Kandungan merkuri di air dan tanah Kelurahan Poboya, Kota Palu yang disebabkan oleh aktivitas penambangan emas merupakan masalah serius yang membutuhkan perhatian. Ini dapat menimbulkan bahaya bagi kesehatan dan perlu mendapat penanganan serius.
Merkuri adalah bahan yang sering digunakan dalam ekstraksi emas karena kemampuannya untuk membentuk amalgam dengan logam mulia ini. Dalam prosesnya, bijih emas dicampur dengan merkuri untuk menghasilkan dan mengekstraksi emas murni.
Pada bulan Agustus 2024, tiga mahasiswa dari Universitas Tadulako (Untad) Palu, yaitu Muh Rahmat Fadillah, Isrun, dan Sri Wahidah Prahastuti, mempublikasikan hasil penelitian mereka yang menemukan paparan bahan kimia di tanah Poboya, Kecamatan Palu Timur, Kota Palu.
Tiga mahasiswa menemukan kandungan bahan kimia jenis merkuri berkisar antara 0,0068-0,0305 ppm di tanah sekitar area pengolahan emas di Lagarutu, Kelurahan Poboya.
Poboya merupakan wilayah yang dikenal sebagai lokasi pertambangan emas terkemuka. Selain menjadi lahan milik PT Citra Palu Minerals (CPM), wilayah ini juga sering menjadi tempat aktivitas PETI (pertambangan emas tanpa izin) yang dilakukan oleh warga sekitar.
PETI (penambangan emas tanpa izin) telah beroperasi di Kelurahan Poboya dan Kecamatan Mantikulore, Kota Palu sejak tahun 2006.
Di kedua daerah ini, penambangan emas sering dilakukan oleh para penambang kecil tanpa memperhatikan prosedur yang aman dan ramah lingkungan. Sayangnya, limbah berbahaya yang mengandung merkuri sering dibuang secara sembarangan ke sungai atau tanah, menyebabkan pencemaran lingkungan yang serius.
Menurut Dr. Ir.
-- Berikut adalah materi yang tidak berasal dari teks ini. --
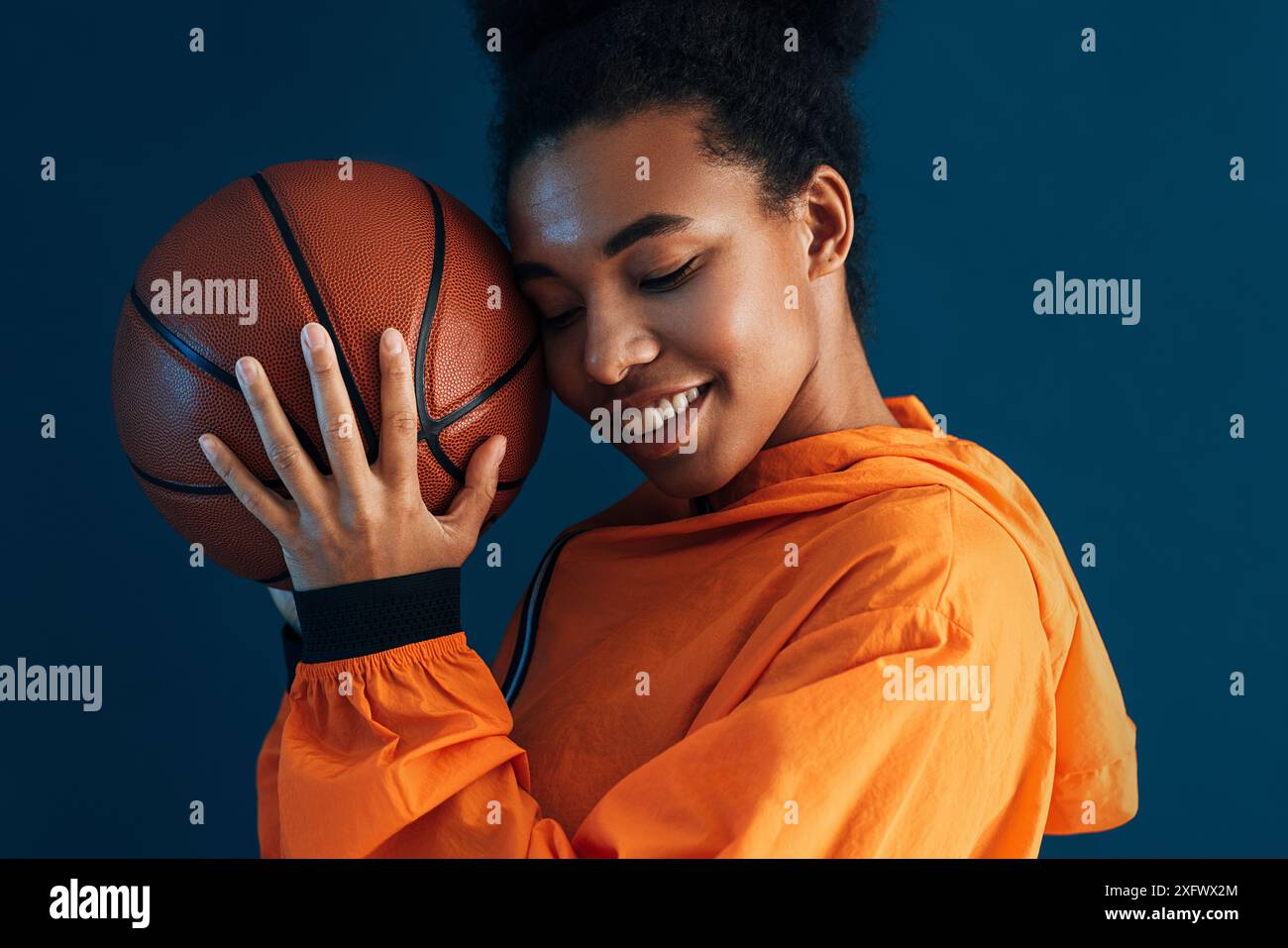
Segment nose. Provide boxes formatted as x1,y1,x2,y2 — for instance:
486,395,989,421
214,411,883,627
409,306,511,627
583,296,661,385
Bambang Sardi, ST., MT., seorang dosen Kimia di Fakultas Matematika dan Ilmu Pengetahuan Alam (F-MIPA) Universitas Tadulako (Untad) Palu, keberadaan merkuri di air dan tanah di wilayah Kota Palu, Sulawesi Tengah (Sulteng), terkait erat dengan aktivitas industri pengolahan emas, khususnya di daerah dengan pertambangan rakyat.